With the arrival of the NFTs, 'power' seemed to have shifted more towards the artist, but we see that the 'traditional art ecosystem' also simply moves along. Even today, the gate keepers and middle men (art critics, influencers, celebrities, experts and galleries) largely determine the entry valuation and exploitation of NFT art. The art world has not always become more accessible for many new artists in reality.

Legal experts are also struggling to determine how to deal with existing copyright laws and this new technology. As indicated earlier, there is an important difference between property right and copyright, which means that legal conflicts are lurking.

Although NFTs seem more environmentally friendly (you no longer have physical spaces and logistics), creating NFTs requires an enormous amount of raw computing power. Many of the 'server farms' where that work is done are powered by fossil fuels. The environmental impact of blockchain could become an issue in the future.
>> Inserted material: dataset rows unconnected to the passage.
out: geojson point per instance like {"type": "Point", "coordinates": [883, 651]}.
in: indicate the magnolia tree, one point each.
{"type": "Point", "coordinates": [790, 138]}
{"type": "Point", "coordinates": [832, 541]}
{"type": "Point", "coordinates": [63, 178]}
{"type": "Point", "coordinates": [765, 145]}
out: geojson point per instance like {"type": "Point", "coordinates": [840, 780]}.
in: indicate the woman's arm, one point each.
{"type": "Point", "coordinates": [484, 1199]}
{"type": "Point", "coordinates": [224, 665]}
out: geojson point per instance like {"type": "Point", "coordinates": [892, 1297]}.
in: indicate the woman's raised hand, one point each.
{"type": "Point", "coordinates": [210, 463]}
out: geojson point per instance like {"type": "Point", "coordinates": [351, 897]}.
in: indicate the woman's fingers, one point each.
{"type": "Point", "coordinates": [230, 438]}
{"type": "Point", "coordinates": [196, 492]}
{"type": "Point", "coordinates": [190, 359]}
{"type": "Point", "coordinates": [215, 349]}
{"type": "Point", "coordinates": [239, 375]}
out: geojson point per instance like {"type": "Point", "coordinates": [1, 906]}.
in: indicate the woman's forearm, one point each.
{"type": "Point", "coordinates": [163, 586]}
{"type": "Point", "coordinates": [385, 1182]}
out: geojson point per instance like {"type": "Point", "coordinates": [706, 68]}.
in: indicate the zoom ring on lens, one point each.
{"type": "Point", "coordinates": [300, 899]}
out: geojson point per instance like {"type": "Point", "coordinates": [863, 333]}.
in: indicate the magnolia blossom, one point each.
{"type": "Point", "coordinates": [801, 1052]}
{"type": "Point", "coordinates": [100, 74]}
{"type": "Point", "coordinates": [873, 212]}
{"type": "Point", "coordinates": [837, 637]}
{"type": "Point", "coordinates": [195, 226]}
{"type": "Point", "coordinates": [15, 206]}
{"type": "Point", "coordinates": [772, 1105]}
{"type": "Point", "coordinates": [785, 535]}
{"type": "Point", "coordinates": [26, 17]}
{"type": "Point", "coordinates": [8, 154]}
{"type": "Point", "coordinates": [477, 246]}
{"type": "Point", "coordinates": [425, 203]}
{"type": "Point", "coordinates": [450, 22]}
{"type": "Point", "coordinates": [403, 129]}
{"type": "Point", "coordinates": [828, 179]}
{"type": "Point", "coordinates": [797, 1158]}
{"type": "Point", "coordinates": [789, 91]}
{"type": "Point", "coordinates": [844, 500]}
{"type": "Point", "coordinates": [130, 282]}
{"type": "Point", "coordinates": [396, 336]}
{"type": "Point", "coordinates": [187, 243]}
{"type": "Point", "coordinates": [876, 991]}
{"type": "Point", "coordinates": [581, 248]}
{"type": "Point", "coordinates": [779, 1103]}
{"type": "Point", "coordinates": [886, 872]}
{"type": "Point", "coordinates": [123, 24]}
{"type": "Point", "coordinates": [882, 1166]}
 An NFT  An NFT  "Everydays: The First 500 Days" by artist Beeple recently sold for $69 million at a Christie's auction!


The future of NFTs


As with many new 'idealistic technologies', these are often imperfect in their rollout, can create a bubble or hype and can be misused in the beginning by people with the wrong intentions.

If the speculative element eventually disappears, we believe that the technology behind NFTs offers great opportunities to benefit from the current problems in the art market (such as fairer remuneration of (online) creation, protection of rights/property and insight and accessibility of art).

The question is how do we deal with technology and how do we use it? The potential social impact is important and we must do everything we can to make it manageable.


NFTs in the Metaverse


What we do know is that even big tech companies believe in crypto technology in the arts. Facebook and Instragram users can post their NFTs and prove that they actually own these NFTs by linking their crypto wallet. On Twitter, users have been able to use verified NFTs as their profile picture for some time.

Metaverse also sees a major role for NFTs in the 'metaverse', the virtual second life that Mark Zuckerberg is committed to. NFTs are important for capturing the owners of virtual objects in the VR world.

In the 'Metaverse' we will all be spending much more time together in the future and an online identity will become increasingly important. Don't be surprised if we will soon meet up with other people (or avatars), play games, advertise, buy, sell and perhaps also walk into museums, exhibitions or galleries just like in the real world.